Microsoft's (NASDAQ:MSFT) successor to Windows Vista has a familiar name. No it's not Vista 2. It's not Windows XP-alidocious, either. The new operating system, which the media has been referring to by its working title of Windows 7, will be called -- wait for it -- Windows 7.

"While I know there have been a few cases at Microsoft when the codename of a product was used for the final release, I am pretty sure that this is a first for Windows," wrote Windows product-management head Mike Nash in his company's blog yesterday.

He continued:

The decision to use the name Windows 7 is about simplicity. Over the years, we have taken different approaches to naming Windows. We've used version numbers like Windows 3.11, or dates like Windows 98, or "aspirational" monikers like Windows XP or Windows Vista. And since we do not ship new versions of Windows every year, using a date did not make sense. Likewise, coming up with an all-new "aspirational" name does not do justice to what we are trying to achieve, which is to stay firmly rooted in our aspirations for Windows Vista, while evolving and refining the substantial investments in platform technology in Windows Vista into the next generation of Windows.

You know better, of course. After getting burned on Vista -- perhaps unfairly -- Microsoft wasn't going to reach for something "aspirational." Anything along the lines of "Windows Panorama" or "Windows Landscape" would get taken out quicker than Kimbo Slice last week.  

Microsoft needs a clean break, even if it has to borrow album-titling simplicity from the likes of Chicago and Led Zeppelin to do it.
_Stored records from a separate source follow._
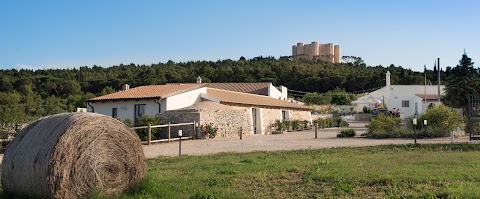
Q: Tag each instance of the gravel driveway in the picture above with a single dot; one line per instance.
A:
(288, 141)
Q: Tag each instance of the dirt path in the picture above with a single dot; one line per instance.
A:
(288, 141)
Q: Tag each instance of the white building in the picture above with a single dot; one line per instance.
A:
(410, 99)
(262, 103)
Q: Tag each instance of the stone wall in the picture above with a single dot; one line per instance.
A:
(269, 116)
(228, 122)
(300, 115)
(323, 116)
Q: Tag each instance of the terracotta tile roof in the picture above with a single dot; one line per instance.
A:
(430, 96)
(231, 97)
(259, 88)
(145, 92)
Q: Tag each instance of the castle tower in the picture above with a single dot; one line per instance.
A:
(337, 56)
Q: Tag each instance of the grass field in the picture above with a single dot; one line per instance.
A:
(408, 171)
(403, 171)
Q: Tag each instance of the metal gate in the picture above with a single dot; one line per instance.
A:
(473, 114)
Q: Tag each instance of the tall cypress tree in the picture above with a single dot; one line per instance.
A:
(463, 80)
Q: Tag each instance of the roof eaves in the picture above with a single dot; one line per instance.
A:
(181, 91)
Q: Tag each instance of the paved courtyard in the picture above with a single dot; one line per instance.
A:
(288, 141)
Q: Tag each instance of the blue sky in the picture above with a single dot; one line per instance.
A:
(61, 34)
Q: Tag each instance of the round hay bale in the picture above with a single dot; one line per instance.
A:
(72, 155)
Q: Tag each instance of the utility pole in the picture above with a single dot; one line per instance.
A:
(438, 69)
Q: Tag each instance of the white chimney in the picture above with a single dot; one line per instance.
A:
(125, 87)
(387, 78)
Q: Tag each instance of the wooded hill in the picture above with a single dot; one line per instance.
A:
(41, 92)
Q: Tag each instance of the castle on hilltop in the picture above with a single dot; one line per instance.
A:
(325, 52)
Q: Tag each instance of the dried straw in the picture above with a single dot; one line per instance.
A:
(71, 155)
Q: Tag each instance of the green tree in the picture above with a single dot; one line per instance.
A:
(340, 97)
(463, 80)
(107, 90)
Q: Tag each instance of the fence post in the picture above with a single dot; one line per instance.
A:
(453, 136)
(149, 134)
(241, 133)
(169, 132)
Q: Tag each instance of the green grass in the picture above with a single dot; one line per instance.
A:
(408, 171)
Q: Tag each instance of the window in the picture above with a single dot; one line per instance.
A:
(114, 112)
(139, 111)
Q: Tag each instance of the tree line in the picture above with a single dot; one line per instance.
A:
(49, 91)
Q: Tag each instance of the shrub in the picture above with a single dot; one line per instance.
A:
(287, 125)
(330, 122)
(278, 125)
(441, 121)
(304, 124)
(295, 125)
(209, 130)
(346, 133)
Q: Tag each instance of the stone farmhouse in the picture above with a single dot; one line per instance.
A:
(410, 99)
(228, 106)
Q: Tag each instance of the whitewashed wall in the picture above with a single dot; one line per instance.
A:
(277, 94)
(185, 99)
(125, 109)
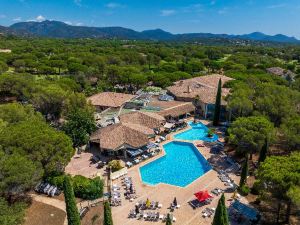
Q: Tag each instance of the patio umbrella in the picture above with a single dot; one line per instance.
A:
(137, 210)
(175, 201)
(202, 195)
(148, 203)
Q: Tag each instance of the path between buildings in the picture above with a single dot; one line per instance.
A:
(51, 201)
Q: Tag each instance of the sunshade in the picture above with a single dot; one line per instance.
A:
(202, 195)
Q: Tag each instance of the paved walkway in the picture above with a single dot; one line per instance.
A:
(51, 201)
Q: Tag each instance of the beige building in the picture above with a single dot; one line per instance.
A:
(133, 132)
(107, 100)
(205, 87)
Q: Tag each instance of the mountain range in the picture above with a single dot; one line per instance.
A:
(57, 29)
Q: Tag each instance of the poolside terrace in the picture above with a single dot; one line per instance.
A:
(164, 193)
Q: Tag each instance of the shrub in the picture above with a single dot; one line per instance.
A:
(86, 188)
(244, 190)
(71, 208)
(58, 181)
(107, 214)
(115, 165)
(256, 188)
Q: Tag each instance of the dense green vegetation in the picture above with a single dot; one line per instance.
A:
(51, 78)
(107, 214)
(71, 208)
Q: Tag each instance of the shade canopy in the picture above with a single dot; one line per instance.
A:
(202, 195)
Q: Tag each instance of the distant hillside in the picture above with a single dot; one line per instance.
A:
(56, 29)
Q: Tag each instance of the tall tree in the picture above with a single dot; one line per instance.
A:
(80, 124)
(107, 214)
(71, 208)
(264, 151)
(250, 133)
(217, 112)
(244, 173)
(221, 215)
(168, 220)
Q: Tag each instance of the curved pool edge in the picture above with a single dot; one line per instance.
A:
(210, 169)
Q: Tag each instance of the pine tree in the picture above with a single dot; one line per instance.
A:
(221, 215)
(71, 208)
(244, 173)
(168, 221)
(107, 214)
(264, 151)
(218, 105)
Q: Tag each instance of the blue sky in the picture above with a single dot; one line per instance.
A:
(176, 16)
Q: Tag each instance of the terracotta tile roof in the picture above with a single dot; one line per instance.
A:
(204, 86)
(117, 135)
(279, 71)
(178, 110)
(110, 99)
(147, 119)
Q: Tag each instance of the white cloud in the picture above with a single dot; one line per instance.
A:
(223, 11)
(17, 19)
(40, 18)
(167, 12)
(276, 6)
(68, 22)
(113, 5)
(77, 2)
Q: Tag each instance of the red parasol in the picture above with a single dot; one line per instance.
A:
(202, 195)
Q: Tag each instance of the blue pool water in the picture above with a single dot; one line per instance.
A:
(181, 165)
(198, 131)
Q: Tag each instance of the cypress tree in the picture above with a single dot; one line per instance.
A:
(264, 151)
(218, 105)
(71, 208)
(244, 173)
(168, 221)
(107, 214)
(221, 215)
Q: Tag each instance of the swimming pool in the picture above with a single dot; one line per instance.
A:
(198, 131)
(181, 165)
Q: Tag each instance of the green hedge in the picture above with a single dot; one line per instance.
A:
(84, 188)
(107, 214)
(88, 188)
(71, 208)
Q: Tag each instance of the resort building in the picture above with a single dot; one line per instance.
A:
(178, 112)
(107, 100)
(285, 74)
(132, 132)
(146, 119)
(205, 89)
(115, 139)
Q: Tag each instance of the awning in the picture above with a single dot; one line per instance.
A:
(151, 145)
(168, 125)
(202, 195)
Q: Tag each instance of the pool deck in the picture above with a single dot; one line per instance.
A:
(165, 194)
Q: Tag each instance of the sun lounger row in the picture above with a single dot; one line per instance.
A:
(196, 203)
(208, 212)
(118, 174)
(48, 189)
(217, 191)
(153, 205)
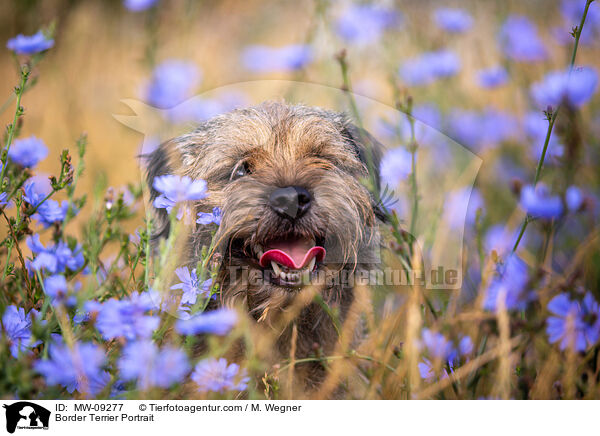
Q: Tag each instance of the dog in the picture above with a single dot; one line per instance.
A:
(291, 182)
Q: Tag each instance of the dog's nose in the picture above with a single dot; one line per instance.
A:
(290, 202)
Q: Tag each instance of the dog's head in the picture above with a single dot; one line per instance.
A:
(290, 183)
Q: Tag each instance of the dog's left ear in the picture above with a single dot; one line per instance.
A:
(369, 151)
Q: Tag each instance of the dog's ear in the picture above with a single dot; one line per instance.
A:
(157, 164)
(369, 151)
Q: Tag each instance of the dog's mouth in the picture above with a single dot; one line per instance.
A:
(292, 259)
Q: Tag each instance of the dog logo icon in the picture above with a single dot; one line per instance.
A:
(26, 415)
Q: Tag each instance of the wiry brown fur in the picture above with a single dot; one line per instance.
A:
(282, 145)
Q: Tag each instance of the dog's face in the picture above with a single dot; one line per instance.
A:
(288, 180)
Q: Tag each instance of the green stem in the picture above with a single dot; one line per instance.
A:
(11, 130)
(551, 121)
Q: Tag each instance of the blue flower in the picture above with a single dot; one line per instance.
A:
(56, 258)
(574, 198)
(16, 327)
(176, 189)
(27, 152)
(502, 239)
(264, 59)
(3, 196)
(453, 20)
(191, 286)
(572, 11)
(219, 376)
(364, 24)
(49, 211)
(509, 286)
(539, 203)
(207, 218)
(172, 82)
(125, 318)
(216, 322)
(436, 343)
(567, 326)
(429, 67)
(492, 77)
(199, 109)
(144, 362)
(519, 40)
(139, 5)
(22, 44)
(591, 316)
(56, 287)
(465, 346)
(395, 166)
(79, 368)
(482, 130)
(574, 88)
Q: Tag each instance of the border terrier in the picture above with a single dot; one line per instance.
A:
(290, 183)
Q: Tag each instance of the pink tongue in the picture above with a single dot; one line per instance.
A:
(293, 254)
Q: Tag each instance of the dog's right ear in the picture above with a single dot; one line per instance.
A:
(157, 164)
(369, 150)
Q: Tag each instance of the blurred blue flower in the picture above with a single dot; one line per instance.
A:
(264, 59)
(519, 40)
(453, 20)
(139, 5)
(56, 258)
(207, 218)
(219, 376)
(502, 239)
(176, 189)
(199, 109)
(567, 326)
(16, 327)
(492, 77)
(22, 44)
(395, 166)
(216, 322)
(465, 346)
(574, 88)
(538, 202)
(509, 286)
(436, 344)
(364, 24)
(572, 11)
(191, 286)
(27, 152)
(125, 318)
(429, 67)
(574, 198)
(460, 207)
(56, 287)
(536, 128)
(151, 367)
(79, 368)
(3, 196)
(591, 317)
(49, 211)
(172, 82)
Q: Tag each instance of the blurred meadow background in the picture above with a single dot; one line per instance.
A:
(490, 75)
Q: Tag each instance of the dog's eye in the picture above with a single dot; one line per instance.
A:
(242, 169)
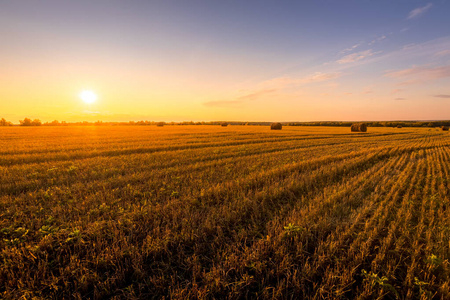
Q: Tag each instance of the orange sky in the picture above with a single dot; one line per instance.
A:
(211, 62)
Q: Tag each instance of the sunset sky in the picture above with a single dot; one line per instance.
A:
(225, 60)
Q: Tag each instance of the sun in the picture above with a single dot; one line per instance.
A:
(88, 97)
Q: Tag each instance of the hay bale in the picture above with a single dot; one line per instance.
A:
(359, 127)
(276, 126)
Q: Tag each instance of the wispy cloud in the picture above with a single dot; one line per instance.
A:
(223, 103)
(443, 53)
(238, 101)
(351, 48)
(378, 39)
(283, 82)
(419, 11)
(256, 95)
(271, 86)
(420, 74)
(356, 56)
(442, 96)
(395, 91)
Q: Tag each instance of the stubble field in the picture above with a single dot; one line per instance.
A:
(224, 212)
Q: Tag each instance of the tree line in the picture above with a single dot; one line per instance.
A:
(37, 122)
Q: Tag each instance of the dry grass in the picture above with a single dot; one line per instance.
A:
(276, 126)
(197, 212)
(359, 127)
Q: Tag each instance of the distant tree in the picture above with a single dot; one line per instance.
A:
(25, 122)
(36, 122)
(29, 122)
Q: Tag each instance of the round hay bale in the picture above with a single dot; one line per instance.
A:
(276, 126)
(359, 127)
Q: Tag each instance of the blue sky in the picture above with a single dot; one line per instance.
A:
(227, 60)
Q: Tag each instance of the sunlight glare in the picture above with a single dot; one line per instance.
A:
(88, 97)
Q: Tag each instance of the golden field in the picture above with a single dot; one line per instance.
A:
(203, 212)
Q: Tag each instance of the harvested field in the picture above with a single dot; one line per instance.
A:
(210, 212)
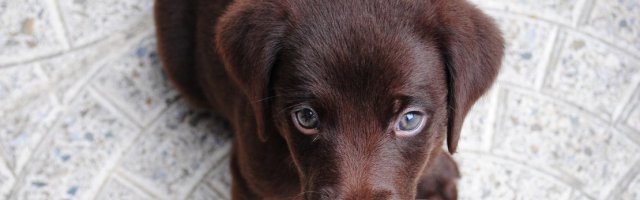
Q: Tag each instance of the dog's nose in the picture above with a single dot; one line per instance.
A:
(369, 194)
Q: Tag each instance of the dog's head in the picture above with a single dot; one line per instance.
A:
(363, 92)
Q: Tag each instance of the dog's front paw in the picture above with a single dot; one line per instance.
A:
(439, 183)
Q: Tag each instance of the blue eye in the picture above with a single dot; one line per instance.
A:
(410, 121)
(307, 118)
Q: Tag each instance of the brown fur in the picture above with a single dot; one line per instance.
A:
(357, 63)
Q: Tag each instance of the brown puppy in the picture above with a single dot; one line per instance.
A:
(346, 99)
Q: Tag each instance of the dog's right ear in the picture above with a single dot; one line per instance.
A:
(472, 48)
(248, 39)
(175, 29)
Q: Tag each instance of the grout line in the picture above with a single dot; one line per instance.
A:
(558, 177)
(552, 48)
(590, 35)
(491, 123)
(129, 185)
(567, 105)
(627, 102)
(623, 183)
(59, 24)
(582, 12)
(210, 165)
(139, 183)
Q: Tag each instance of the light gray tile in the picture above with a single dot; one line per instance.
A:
(220, 178)
(116, 190)
(177, 152)
(89, 21)
(473, 135)
(527, 41)
(136, 82)
(27, 31)
(203, 192)
(82, 145)
(592, 75)
(487, 178)
(565, 12)
(632, 190)
(563, 141)
(6, 181)
(617, 22)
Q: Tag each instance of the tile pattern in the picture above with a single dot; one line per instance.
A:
(28, 30)
(88, 114)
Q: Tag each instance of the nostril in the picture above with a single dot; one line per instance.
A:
(382, 195)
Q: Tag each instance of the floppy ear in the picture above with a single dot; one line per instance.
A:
(248, 38)
(472, 47)
(175, 28)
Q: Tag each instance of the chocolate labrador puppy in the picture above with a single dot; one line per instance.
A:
(334, 99)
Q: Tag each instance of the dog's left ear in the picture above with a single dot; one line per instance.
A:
(248, 38)
(472, 48)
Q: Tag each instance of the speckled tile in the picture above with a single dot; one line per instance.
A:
(633, 120)
(527, 41)
(487, 178)
(82, 144)
(473, 135)
(565, 11)
(136, 82)
(171, 156)
(18, 81)
(93, 20)
(26, 112)
(203, 192)
(563, 141)
(114, 189)
(633, 190)
(6, 180)
(220, 178)
(71, 71)
(24, 123)
(592, 75)
(618, 22)
(27, 31)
And Windows 7 is the perfect balance of honoring the Microsoft legacy while sidestepping the Vista stigma. If Apple (NASDAQ:AAPL) had ever stumbled with its Leopard or Jaguar operating systems, you just know it would never get catty again.

This is a tricky time for Microsoft, as cloud computing evolves. Google's (NASDAQ:GOOG) Google Docs suite, word-processing programs such as Adobe's (NASDAQ:ADBE) Buzzword and Sun Microsystems' (NASDAQ:JAVA) StarOffice, and even corporate applications from salesforce.com (NYSE:CRM) have all brought into question the significance of operating systems.

Sure, you obviously need a platform to get your computer running, but the growing popularity of Web-stored software is making the operating system less relevant. Even Dell (NASDAQ:DELL), a longtime Microsoft ally, is shipping some of its entry-level laptops with the Linux-powered Ubuntu operating system installed.

A lot is riding on Windows 7, as Microsoft gradually takes the wraps off its new operating system over the next few months. Microsoft needs a hit even more than it does that clean break.